Y el tiempo se detuvo

Primeros días del mes de marzo. Comenzamos a intuir que la nueva enfermedad, procedente de la ciudad china de Wuhan, estaba llegando a nuestro país. Y cuando quisimos reaccionar, guardando la distancia social, protegiéndonos con mascarillas, guantes y geles, el coronavirus ya estaba aquí. Nunca hasta entonces, las personas de nuestra generación habíamos vivido un estado de excepción como en el que tuvimos que entrar.

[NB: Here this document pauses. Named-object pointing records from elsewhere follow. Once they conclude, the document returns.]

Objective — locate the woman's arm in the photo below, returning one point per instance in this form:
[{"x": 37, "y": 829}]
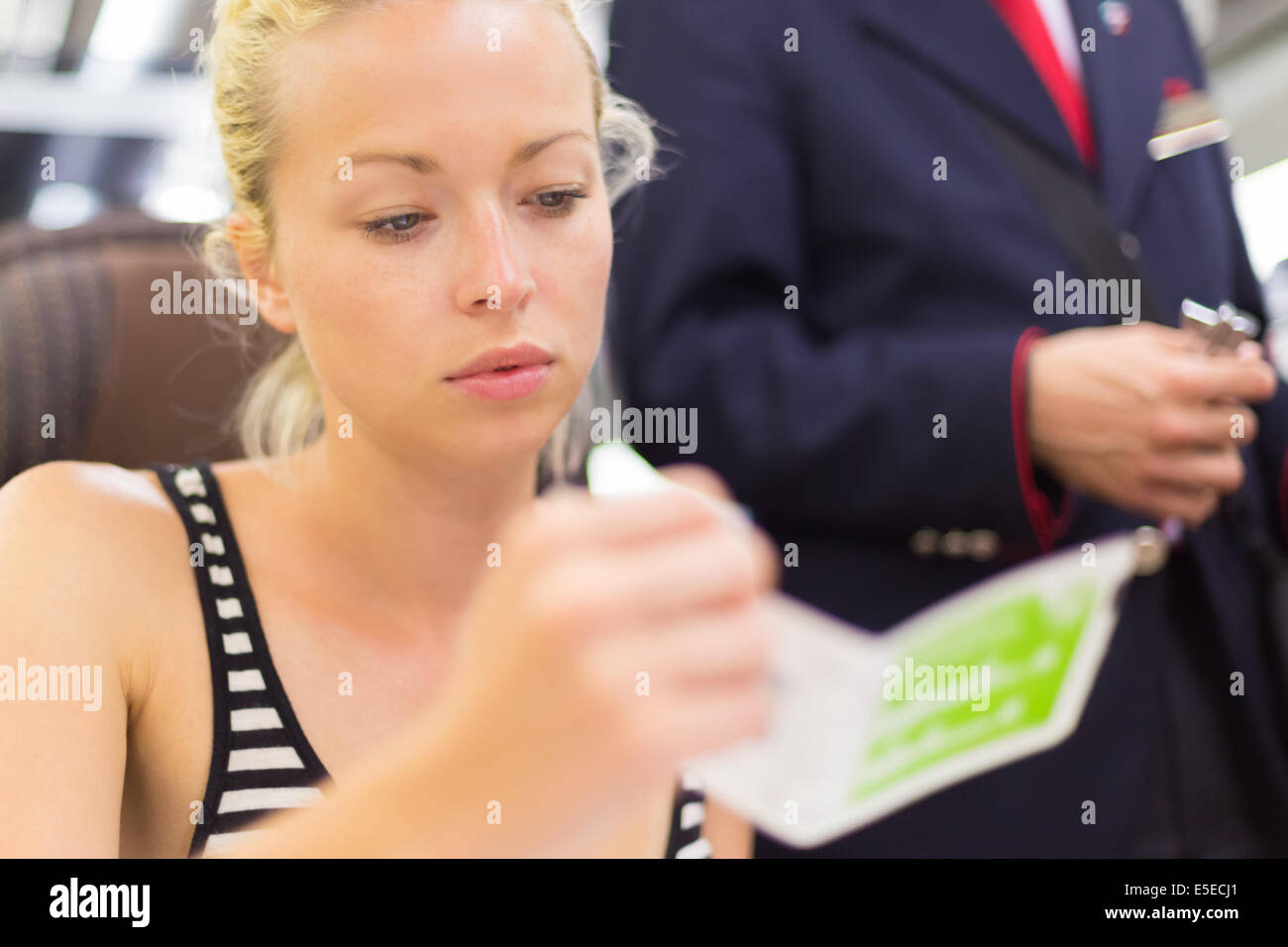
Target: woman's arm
[
  {"x": 63, "y": 761},
  {"x": 539, "y": 744},
  {"x": 729, "y": 834}
]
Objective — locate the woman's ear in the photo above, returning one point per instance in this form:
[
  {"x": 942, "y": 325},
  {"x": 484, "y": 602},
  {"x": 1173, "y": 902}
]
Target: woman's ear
[{"x": 257, "y": 265}]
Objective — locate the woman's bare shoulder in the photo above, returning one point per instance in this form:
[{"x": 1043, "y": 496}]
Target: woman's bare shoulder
[
  {"x": 86, "y": 548},
  {"x": 90, "y": 502}
]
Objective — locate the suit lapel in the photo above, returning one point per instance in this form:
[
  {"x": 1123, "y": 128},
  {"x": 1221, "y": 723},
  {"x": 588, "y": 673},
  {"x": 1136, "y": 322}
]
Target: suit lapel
[
  {"x": 967, "y": 46},
  {"x": 1125, "y": 90}
]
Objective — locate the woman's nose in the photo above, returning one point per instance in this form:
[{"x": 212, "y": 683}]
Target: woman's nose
[{"x": 496, "y": 275}]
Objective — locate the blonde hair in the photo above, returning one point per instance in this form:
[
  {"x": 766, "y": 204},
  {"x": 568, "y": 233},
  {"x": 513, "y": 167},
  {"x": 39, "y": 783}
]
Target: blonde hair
[{"x": 281, "y": 408}]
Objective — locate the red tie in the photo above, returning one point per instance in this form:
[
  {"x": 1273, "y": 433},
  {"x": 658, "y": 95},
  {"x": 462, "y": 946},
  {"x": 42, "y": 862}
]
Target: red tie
[{"x": 1025, "y": 21}]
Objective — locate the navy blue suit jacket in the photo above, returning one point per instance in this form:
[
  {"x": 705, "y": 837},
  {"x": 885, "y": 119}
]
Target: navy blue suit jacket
[{"x": 812, "y": 169}]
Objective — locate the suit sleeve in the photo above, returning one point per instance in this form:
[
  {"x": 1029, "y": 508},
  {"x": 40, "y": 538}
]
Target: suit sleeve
[
  {"x": 872, "y": 429},
  {"x": 1270, "y": 450}
]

Confinados en casa, con la policía persiguiendo cualquier movimiento en la calle sin permiso gubernamental; con la actividad laboral y comercial detenida, de la noche a la mañana; y, lo peor, con miles de muertos en pocos días, víctimas de los fallos orgánicos provocados por la nueva enfermedad. El personal sanitario, convertidos en los únicos capaces de amortiguar los efectos letales del virus. Sin medios materiales ni humanos, desbordados por el alud de enfermos, con jornadas interminables y asimilando, sobre el terreno, el goteo insufrible de miles de muertos cada semana. El resto de la población, encerrada, atemorizada, sorprendida por el tsunami, en estado de shock permanente por la desaparición de un modelo de vida, de un funcionamiento social que creíamos indestructible.
Y el tiempo se detuvo. Se detuvieron nuestras vidas. Todo quedó aplazado sine die. Los proyectos dejaron de existir a medio y largo plazos. Sólo importó vivir al día, el presente se convirtió en la única medida temporal creíble. Al final de cada día, a muchos nos ayudaba a conciliar el sueño hacer un repaso mental de tus contactos de móvil. ¿Tu familia y tus amigos estaban bien? Día superado. Aun así, la tristeza infinita se apoderó de nuestras vidas, porque no había jornada sin drama personal. Desaparecieron los besos, los abrazos, las reuniones de amigos, las celebraciones familiares, el trabajo en sociedad, compartiendo espacios comunes con nuestros compañeros. Dejamos de ir a comprar a las tiendas. Aprendimos a hacer cola guardando metros de distancia entre nosotros, entrando con mascarilla y guantes a la panadería, el supermercado y la farmacia. Nos desplazamos por calles vacías. Salimos a los balcones para expresar nuestro afán de resistencia.

Y el tiempo se detuvo para miles de familias en todo el mundo que no pudieron despedir a sus seres queridos, fallecidos en estos meses de pandemia. Los fallecidos eran incinerados en soledad, sin despedida familiar, sin un último mensaje de cariño. Nadie podía entrar en la habitación de un familiar directo a punto de fallecer. Nadie podía acompañar en esos momentos tan dramáticos a su ser querido. Y el tiempo se detuvo para todos ellos. Y el tiempo se detuvo para todos nosotros.